Omdat het beroep ongegrond wordt verklaard krijgt eiser geen proceskostenvergoeding. Ook krijgt eiser het griffierecht niet vergoed.

Beslissing

De rechtbank verklaart het beroep ongegrond.
Deze uitspraak is gedaan door mr. A.M.L.E. Ides Peeters, rechter, in aanwezigheid van mr. T.B. Both-Attema, griffier, op 22 mei 2024 en openbaar gemaakt door middel van geanonimiseerde publicatie op www.rechtspraak.nl.
griffier rechter
Afschrift verzonden aan partijen op:

Informatie over hoger beroep

Een partij die het niet eens is met deze uitspraak, kan een hogerberoepschrift sturen naar de Centrale Raad van Beroep waarin wordt uitgelegd waarom deze partij het niet eens is met de uitspraak.
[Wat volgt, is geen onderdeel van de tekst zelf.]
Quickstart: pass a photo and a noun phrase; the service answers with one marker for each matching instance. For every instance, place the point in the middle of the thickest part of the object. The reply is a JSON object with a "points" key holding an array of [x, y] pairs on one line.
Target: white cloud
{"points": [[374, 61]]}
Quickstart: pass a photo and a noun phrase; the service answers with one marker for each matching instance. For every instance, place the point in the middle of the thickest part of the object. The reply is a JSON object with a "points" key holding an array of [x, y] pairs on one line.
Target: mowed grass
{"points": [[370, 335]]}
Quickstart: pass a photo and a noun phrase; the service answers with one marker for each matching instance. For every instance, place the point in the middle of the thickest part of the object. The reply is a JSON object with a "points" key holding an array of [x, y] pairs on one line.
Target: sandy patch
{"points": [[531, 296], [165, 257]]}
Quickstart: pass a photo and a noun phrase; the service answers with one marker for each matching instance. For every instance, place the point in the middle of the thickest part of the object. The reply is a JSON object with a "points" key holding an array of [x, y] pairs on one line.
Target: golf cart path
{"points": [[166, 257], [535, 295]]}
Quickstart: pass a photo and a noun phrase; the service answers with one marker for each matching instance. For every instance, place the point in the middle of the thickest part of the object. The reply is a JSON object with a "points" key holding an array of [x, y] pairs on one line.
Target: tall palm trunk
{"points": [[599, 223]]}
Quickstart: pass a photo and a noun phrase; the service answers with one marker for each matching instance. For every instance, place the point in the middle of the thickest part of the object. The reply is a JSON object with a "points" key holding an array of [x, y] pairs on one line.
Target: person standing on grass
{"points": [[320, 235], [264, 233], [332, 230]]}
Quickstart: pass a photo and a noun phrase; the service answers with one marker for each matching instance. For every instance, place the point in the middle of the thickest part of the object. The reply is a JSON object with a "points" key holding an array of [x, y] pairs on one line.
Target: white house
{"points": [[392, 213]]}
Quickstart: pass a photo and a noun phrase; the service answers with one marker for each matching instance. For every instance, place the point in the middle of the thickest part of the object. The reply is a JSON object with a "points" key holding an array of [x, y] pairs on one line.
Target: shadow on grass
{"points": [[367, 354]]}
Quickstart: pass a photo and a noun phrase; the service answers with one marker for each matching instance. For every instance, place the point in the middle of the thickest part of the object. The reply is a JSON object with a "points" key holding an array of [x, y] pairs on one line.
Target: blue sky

Het hogerberoepschrift moet worden ingediend binnen zes weken na de dag waarop deze uitspraak is verzonden.

Bijlage wettelijk kader

In artikel 4, eerste lid, van de Wet WIA is bepaald dat volledig en duurzaam arbeidsongeschikt is degene die als rechtstreeks en objectief medisch vast te stellen gevolg van ziekte, gebrek, zwangerschap of bevalling duurzaam slechts in staat is om met arbeid ten hoogste 20% te verdienen van het maatmaninkomen per uur.
Volgens artikel 5 van de Wet WIA is gedeeltelijk arbeidsgeschikt degene die als rechtstreeks en objectief medisch vast te stellen gevolg van ziekte, gebrek, zwangerschap of bevalling slechts in staat is met arbeid ten hoogste 65% te verdienen van het maatmaninkomen per uur, maar die niet volledig en duurzaam arbeidsongeschikt is. Dit betekent dat pas recht op uitkering bestaat bij een mate van arbeidsongeschiktheid van 35% of meer.